De ChristenUnie is bezorgd dat docenten zich niet vrij voelen om in de klas over de Holocaust te spreken, uit angst voor felle reacties van leerlingen. „Dat mogen we niet accepteren”, vindt fractievoorzitter Slob. „Daarmee werken we het klimaat van toenemend antisemitisme in de hand.”
De moord op 6 miljoen Joden in de Tweede Wereldoorlog „mag nooit worden verzwegen”, meent hij. Daarom ging zijn partij gisteren in gesprek met onderwijsmensen om te zien welke rol scholen op dat vlak kunnen spelen en wat ze daarbij van de overheid verwachten.
De toon tijdens het gesprek werd gezet door Auschwitzoverlevende Bloeme Evers. Zij is „gematigd pessimistisch.” Tegen het eeuwenoude fenomeen van Jodenhaat „is haast geen kruid gewassen”, stelde ze. Een „tovermiddel” kon ze de Kamer daarom niet aanreiken.
Wel noemde ze enkele „kleine pleisters op de wonde.” Vooroordelen tegen Joden worden vaak al op heel jonge leeftijd aangeleerd. „Begin daarom bij de vroegste opvoeding.” Constante voorlichting kan helpen, als tegenwicht tegen de Arabische zenders die een bron van antisemitisme zijn. En „zo veel mogelijk contact en ontmoeting”, zodat Joden en niet-Joden elkaar leren kennen.
Ook rabbijn Lody van de Kamp brak een lans voor ontmoetingen. „Dat zijn druppeltjes op een gloeiende plaat, maar ze werken toch.” Zo zet hij soms een moslim en een Jood samen voor de klas. „Dat hebben de leerlingen nog nooit meegemaakt.”
Directeur Patrick Vogelaar van de Haagse Beatrixschool betoogde dat scholen het lef moeten hebben om leerlingen die doorslaan in antisemitisme weg te sturen. „Laat zo iemand maar zijn neus stoten. Desnoods verhuist hij maar naar een ander land.”
Als lessen over de Holocaust uit de hand lopen, moeten leerkrachten dat melden bij de schooldirectie, adviseerde Guy Muller (CIDI). Zo kan het via de inspectie bij de politiek terechtkomen en krijgt iedereen een beeld van wat verkeerd gaat en in welke mate.
Kai Pattipilohy van Diversion riep onderwijzers ertoe op jongeren in de klas ruimte te geven zich uit te spreken. „Laat hen over hun vooroordelen praten. Straf dat niet alleen maar af.”
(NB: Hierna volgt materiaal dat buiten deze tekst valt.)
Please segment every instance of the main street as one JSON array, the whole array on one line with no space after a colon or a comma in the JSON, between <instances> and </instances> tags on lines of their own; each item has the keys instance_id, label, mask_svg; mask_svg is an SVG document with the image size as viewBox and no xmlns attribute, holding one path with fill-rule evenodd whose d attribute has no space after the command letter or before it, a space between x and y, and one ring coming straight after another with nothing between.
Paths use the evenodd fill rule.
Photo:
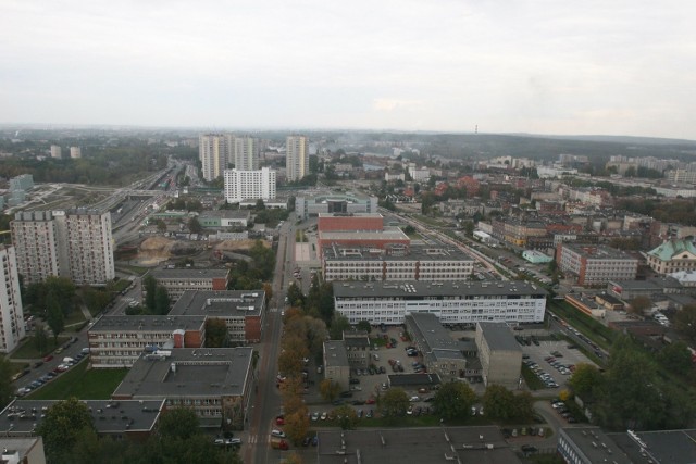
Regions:
<instances>
[{"instance_id":1,"label":"main street","mask_svg":"<svg viewBox=\"0 0 696 464\"><path fill-rule=\"evenodd\" d=\"M283 330L282 311L295 252L295 214L279 228L275 272L273 274L273 297L269 301L266 326L259 346L257 367L257 393L253 400L249 439L244 448L244 462L265 464L279 461L282 451L269 446L273 419L281 411L281 397L275 387L279 340Z\"/></svg>"}]
</instances>

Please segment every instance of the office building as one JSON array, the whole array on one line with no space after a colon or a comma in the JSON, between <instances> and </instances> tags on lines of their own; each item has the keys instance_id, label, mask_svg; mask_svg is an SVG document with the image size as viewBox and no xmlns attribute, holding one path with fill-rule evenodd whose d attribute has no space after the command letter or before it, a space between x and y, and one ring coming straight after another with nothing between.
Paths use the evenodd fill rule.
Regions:
<instances>
[{"instance_id":1,"label":"office building","mask_svg":"<svg viewBox=\"0 0 696 464\"><path fill-rule=\"evenodd\" d=\"M606 285L609 280L635 280L638 260L614 248L595 244L559 243L558 267L574 276L577 285Z\"/></svg>"},{"instance_id":2,"label":"office building","mask_svg":"<svg viewBox=\"0 0 696 464\"><path fill-rule=\"evenodd\" d=\"M259 168L259 139L253 137L234 137L232 141L232 164L237 171L257 171Z\"/></svg>"},{"instance_id":3,"label":"office building","mask_svg":"<svg viewBox=\"0 0 696 464\"><path fill-rule=\"evenodd\" d=\"M301 180L309 174L309 138L288 136L285 141L285 150L287 180Z\"/></svg>"},{"instance_id":4,"label":"office building","mask_svg":"<svg viewBox=\"0 0 696 464\"><path fill-rule=\"evenodd\" d=\"M51 158L55 158L57 160L60 160L61 158L63 158L60 145L51 146Z\"/></svg>"},{"instance_id":5,"label":"office building","mask_svg":"<svg viewBox=\"0 0 696 464\"><path fill-rule=\"evenodd\" d=\"M207 348L145 354L112 394L113 400L164 400L191 407L201 427L243 430L251 414L256 378L252 348Z\"/></svg>"},{"instance_id":6,"label":"office building","mask_svg":"<svg viewBox=\"0 0 696 464\"><path fill-rule=\"evenodd\" d=\"M20 273L28 283L59 275L75 285L105 285L115 277L108 211L17 213L11 229L12 242L22 251Z\"/></svg>"},{"instance_id":7,"label":"office building","mask_svg":"<svg viewBox=\"0 0 696 464\"><path fill-rule=\"evenodd\" d=\"M0 352L14 350L25 336L20 275L13 247L0 244Z\"/></svg>"},{"instance_id":8,"label":"office building","mask_svg":"<svg viewBox=\"0 0 696 464\"><path fill-rule=\"evenodd\" d=\"M546 290L524 281L334 281L334 308L350 324L403 324L428 312L443 324L540 323Z\"/></svg>"},{"instance_id":9,"label":"office building","mask_svg":"<svg viewBox=\"0 0 696 464\"><path fill-rule=\"evenodd\" d=\"M258 171L225 170L225 201L273 200L275 198L275 171L262 167Z\"/></svg>"},{"instance_id":10,"label":"office building","mask_svg":"<svg viewBox=\"0 0 696 464\"><path fill-rule=\"evenodd\" d=\"M203 178L208 181L222 176L227 166L229 153L229 136L223 134L206 134L199 138L198 158L200 159Z\"/></svg>"},{"instance_id":11,"label":"office building","mask_svg":"<svg viewBox=\"0 0 696 464\"><path fill-rule=\"evenodd\" d=\"M45 281L60 274L58 233L50 211L27 211L10 223L12 242L17 251L17 269L25 284Z\"/></svg>"}]
</instances>

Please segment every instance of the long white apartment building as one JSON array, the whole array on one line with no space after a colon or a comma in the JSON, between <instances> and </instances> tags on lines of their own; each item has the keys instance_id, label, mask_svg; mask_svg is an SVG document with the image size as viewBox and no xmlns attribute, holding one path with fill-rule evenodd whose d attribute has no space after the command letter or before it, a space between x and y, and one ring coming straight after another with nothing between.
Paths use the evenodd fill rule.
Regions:
<instances>
[{"instance_id":1,"label":"long white apartment building","mask_svg":"<svg viewBox=\"0 0 696 464\"><path fill-rule=\"evenodd\" d=\"M115 277L108 211L17 213L11 230L12 242L22 253L18 272L29 283L58 275L75 285L105 285Z\"/></svg>"},{"instance_id":2,"label":"long white apartment building","mask_svg":"<svg viewBox=\"0 0 696 464\"><path fill-rule=\"evenodd\" d=\"M15 250L0 244L0 352L14 350L25 336Z\"/></svg>"},{"instance_id":3,"label":"long white apartment building","mask_svg":"<svg viewBox=\"0 0 696 464\"><path fill-rule=\"evenodd\" d=\"M17 268L25 284L36 284L60 274L58 231L50 211L16 213L10 229L17 254Z\"/></svg>"},{"instance_id":4,"label":"long white apartment building","mask_svg":"<svg viewBox=\"0 0 696 464\"><path fill-rule=\"evenodd\" d=\"M285 150L288 181L301 180L309 174L309 137L288 136L285 140Z\"/></svg>"},{"instance_id":5,"label":"long white apartment building","mask_svg":"<svg viewBox=\"0 0 696 464\"><path fill-rule=\"evenodd\" d=\"M443 324L497 322L539 323L546 311L546 290L533 284L508 281L334 281L336 311L350 324L403 324L413 313L435 314Z\"/></svg>"},{"instance_id":6,"label":"long white apartment building","mask_svg":"<svg viewBox=\"0 0 696 464\"><path fill-rule=\"evenodd\" d=\"M474 261L452 247L419 246L325 247L322 252L324 279L366 281L469 280Z\"/></svg>"},{"instance_id":7,"label":"long white apartment building","mask_svg":"<svg viewBox=\"0 0 696 464\"><path fill-rule=\"evenodd\" d=\"M204 134L199 137L198 158L206 180L211 181L223 175L229 158L231 141L232 136L225 134Z\"/></svg>"},{"instance_id":8,"label":"long white apartment building","mask_svg":"<svg viewBox=\"0 0 696 464\"><path fill-rule=\"evenodd\" d=\"M275 199L276 172L268 167L258 171L225 170L225 201L239 203L241 200Z\"/></svg>"}]
</instances>

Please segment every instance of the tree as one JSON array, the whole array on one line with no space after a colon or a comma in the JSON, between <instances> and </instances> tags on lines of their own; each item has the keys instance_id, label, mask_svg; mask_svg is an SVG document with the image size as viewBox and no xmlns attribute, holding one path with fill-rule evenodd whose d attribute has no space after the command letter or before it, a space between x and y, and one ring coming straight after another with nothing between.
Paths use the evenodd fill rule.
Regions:
<instances>
[{"instance_id":1,"label":"tree","mask_svg":"<svg viewBox=\"0 0 696 464\"><path fill-rule=\"evenodd\" d=\"M0 358L0 411L14 397L12 388L12 366L4 358Z\"/></svg>"},{"instance_id":2,"label":"tree","mask_svg":"<svg viewBox=\"0 0 696 464\"><path fill-rule=\"evenodd\" d=\"M166 314L170 312L170 296L166 288L158 286L154 291L154 314Z\"/></svg>"},{"instance_id":3,"label":"tree","mask_svg":"<svg viewBox=\"0 0 696 464\"><path fill-rule=\"evenodd\" d=\"M73 446L80 435L96 431L87 405L76 398L59 401L46 411L37 427L44 437L44 448L49 462L67 462Z\"/></svg>"},{"instance_id":4,"label":"tree","mask_svg":"<svg viewBox=\"0 0 696 464\"><path fill-rule=\"evenodd\" d=\"M575 394L583 400L588 400L602 387L604 378L594 364L580 363L575 366L575 372L569 384Z\"/></svg>"},{"instance_id":5,"label":"tree","mask_svg":"<svg viewBox=\"0 0 696 464\"><path fill-rule=\"evenodd\" d=\"M142 278L142 289L145 290L145 306L150 311L154 312L154 301L157 293L157 279L152 277L150 274Z\"/></svg>"},{"instance_id":6,"label":"tree","mask_svg":"<svg viewBox=\"0 0 696 464\"><path fill-rule=\"evenodd\" d=\"M34 326L34 347L41 355L48 351L48 335L42 324L35 324Z\"/></svg>"},{"instance_id":7,"label":"tree","mask_svg":"<svg viewBox=\"0 0 696 464\"><path fill-rule=\"evenodd\" d=\"M358 414L353 407L347 404L336 407L333 415L338 419L338 425L343 430L352 430L358 426Z\"/></svg>"},{"instance_id":8,"label":"tree","mask_svg":"<svg viewBox=\"0 0 696 464\"><path fill-rule=\"evenodd\" d=\"M675 341L662 348L657 360L668 371L679 375L686 375L694 371L692 353L683 341Z\"/></svg>"},{"instance_id":9,"label":"tree","mask_svg":"<svg viewBox=\"0 0 696 464\"><path fill-rule=\"evenodd\" d=\"M340 385L330 378L325 378L319 384L319 392L325 401L333 402L340 394Z\"/></svg>"},{"instance_id":10,"label":"tree","mask_svg":"<svg viewBox=\"0 0 696 464\"><path fill-rule=\"evenodd\" d=\"M377 409L384 417L400 417L409 409L409 397L402 388L390 388L382 396Z\"/></svg>"},{"instance_id":11,"label":"tree","mask_svg":"<svg viewBox=\"0 0 696 464\"><path fill-rule=\"evenodd\" d=\"M638 296L629 301L629 304L631 304L630 311L633 314L643 316L645 314L645 310L648 310L652 305L652 300L645 296Z\"/></svg>"},{"instance_id":12,"label":"tree","mask_svg":"<svg viewBox=\"0 0 696 464\"><path fill-rule=\"evenodd\" d=\"M489 385L483 393L483 405L488 417L507 421L513 416L514 393L500 385Z\"/></svg>"},{"instance_id":13,"label":"tree","mask_svg":"<svg viewBox=\"0 0 696 464\"><path fill-rule=\"evenodd\" d=\"M229 331L224 319L211 317L206 319L206 348L226 348L229 346Z\"/></svg>"},{"instance_id":14,"label":"tree","mask_svg":"<svg viewBox=\"0 0 696 464\"><path fill-rule=\"evenodd\" d=\"M191 407L171 407L160 417L158 434L163 438L187 440L200 432L200 421Z\"/></svg>"},{"instance_id":15,"label":"tree","mask_svg":"<svg viewBox=\"0 0 696 464\"><path fill-rule=\"evenodd\" d=\"M368 334L372 331L372 325L370 324L370 321L360 321L358 324L356 324L356 328L358 330L366 331Z\"/></svg>"},{"instance_id":16,"label":"tree","mask_svg":"<svg viewBox=\"0 0 696 464\"><path fill-rule=\"evenodd\" d=\"M433 405L442 417L447 419L467 417L476 402L476 393L462 381L443 384L435 393Z\"/></svg>"},{"instance_id":17,"label":"tree","mask_svg":"<svg viewBox=\"0 0 696 464\"><path fill-rule=\"evenodd\" d=\"M198 222L198 218L191 217L188 220L188 230L190 230L191 234L200 234L203 231L203 227Z\"/></svg>"},{"instance_id":18,"label":"tree","mask_svg":"<svg viewBox=\"0 0 696 464\"><path fill-rule=\"evenodd\" d=\"M65 328L65 322L63 319L63 310L59 305L59 302L55 298L52 298L51 294L47 297L48 299L48 309L47 309L47 322L48 326L53 331L53 341L58 341L58 335L63 331Z\"/></svg>"},{"instance_id":19,"label":"tree","mask_svg":"<svg viewBox=\"0 0 696 464\"><path fill-rule=\"evenodd\" d=\"M307 406L300 407L290 414L285 414L285 434L293 443L299 444L309 431L309 416Z\"/></svg>"}]
</instances>

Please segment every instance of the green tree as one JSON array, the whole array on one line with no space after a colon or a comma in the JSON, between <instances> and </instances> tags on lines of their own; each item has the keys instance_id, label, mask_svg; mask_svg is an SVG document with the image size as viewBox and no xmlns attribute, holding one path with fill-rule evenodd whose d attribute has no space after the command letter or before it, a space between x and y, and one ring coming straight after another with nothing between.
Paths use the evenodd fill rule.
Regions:
<instances>
[{"instance_id":1,"label":"green tree","mask_svg":"<svg viewBox=\"0 0 696 464\"><path fill-rule=\"evenodd\" d=\"M60 303L51 294L48 296L47 317L48 326L53 331L53 341L58 341L59 334L65 328L65 322Z\"/></svg>"},{"instance_id":2,"label":"green tree","mask_svg":"<svg viewBox=\"0 0 696 464\"><path fill-rule=\"evenodd\" d=\"M336 407L333 415L338 419L341 430L353 430L358 426L358 414L353 407L347 404Z\"/></svg>"},{"instance_id":3,"label":"green tree","mask_svg":"<svg viewBox=\"0 0 696 464\"><path fill-rule=\"evenodd\" d=\"M442 417L447 419L467 417L476 402L476 393L463 381L443 384L435 393L433 405Z\"/></svg>"},{"instance_id":4,"label":"green tree","mask_svg":"<svg viewBox=\"0 0 696 464\"><path fill-rule=\"evenodd\" d=\"M41 355L48 352L48 335L42 324L34 325L34 347Z\"/></svg>"},{"instance_id":5,"label":"green tree","mask_svg":"<svg viewBox=\"0 0 696 464\"><path fill-rule=\"evenodd\" d=\"M409 409L409 397L402 388L390 388L380 399L377 409L384 417L400 417Z\"/></svg>"},{"instance_id":6,"label":"green tree","mask_svg":"<svg viewBox=\"0 0 696 464\"><path fill-rule=\"evenodd\" d=\"M37 427L44 437L44 448L49 462L69 462L73 446L79 436L95 431L87 405L76 398L59 401L46 411Z\"/></svg>"},{"instance_id":7,"label":"green tree","mask_svg":"<svg viewBox=\"0 0 696 464\"><path fill-rule=\"evenodd\" d=\"M229 346L229 331L224 319L206 319L206 348L226 348Z\"/></svg>"},{"instance_id":8,"label":"green tree","mask_svg":"<svg viewBox=\"0 0 696 464\"><path fill-rule=\"evenodd\" d=\"M692 353L683 341L675 341L662 348L657 360L668 371L679 375L687 375L694 371Z\"/></svg>"},{"instance_id":9,"label":"green tree","mask_svg":"<svg viewBox=\"0 0 696 464\"><path fill-rule=\"evenodd\" d=\"M154 291L154 314L166 314L170 312L170 296L166 288L158 286Z\"/></svg>"},{"instance_id":10,"label":"green tree","mask_svg":"<svg viewBox=\"0 0 696 464\"><path fill-rule=\"evenodd\" d=\"M602 381L601 373L594 364L580 363L575 366L575 372L573 372L569 384L575 394L583 400L588 400L601 389Z\"/></svg>"},{"instance_id":11,"label":"green tree","mask_svg":"<svg viewBox=\"0 0 696 464\"><path fill-rule=\"evenodd\" d=\"M12 366L4 358L0 358L0 410L8 405L14 397L12 388Z\"/></svg>"},{"instance_id":12,"label":"green tree","mask_svg":"<svg viewBox=\"0 0 696 464\"><path fill-rule=\"evenodd\" d=\"M330 378L323 379L319 384L319 393L325 401L334 401L340 394L340 385Z\"/></svg>"},{"instance_id":13,"label":"green tree","mask_svg":"<svg viewBox=\"0 0 696 464\"><path fill-rule=\"evenodd\" d=\"M157 279L150 274L142 278L142 289L145 290L145 306L151 312L156 308Z\"/></svg>"},{"instance_id":14,"label":"green tree","mask_svg":"<svg viewBox=\"0 0 696 464\"><path fill-rule=\"evenodd\" d=\"M372 331L372 325L370 324L370 321L360 321L358 324L356 324L356 328L358 330L366 331L368 334Z\"/></svg>"}]
</instances>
De overheid moet docenten dan wel tijd en ruimte geven om het gesprek met hun leerlingen aan te gaan, stelde Mohammed Bakouri. Op de praktijkschool waar hij werkt, heeft hij voor elke leerling tien minuten per halfjaar om een praatje aan te knopen. „Geef ons als beroepsgroep de verantwoordelijkheid om daar een oplossing voor te bedenken.”
Willem Wagenaar (Anne Frank Stichting) wees er op dat antisemitisme vaak niet diepgeworteld is. „Kinderen beledigen elkaar uit onfatsoen. Doe daar iets aan.”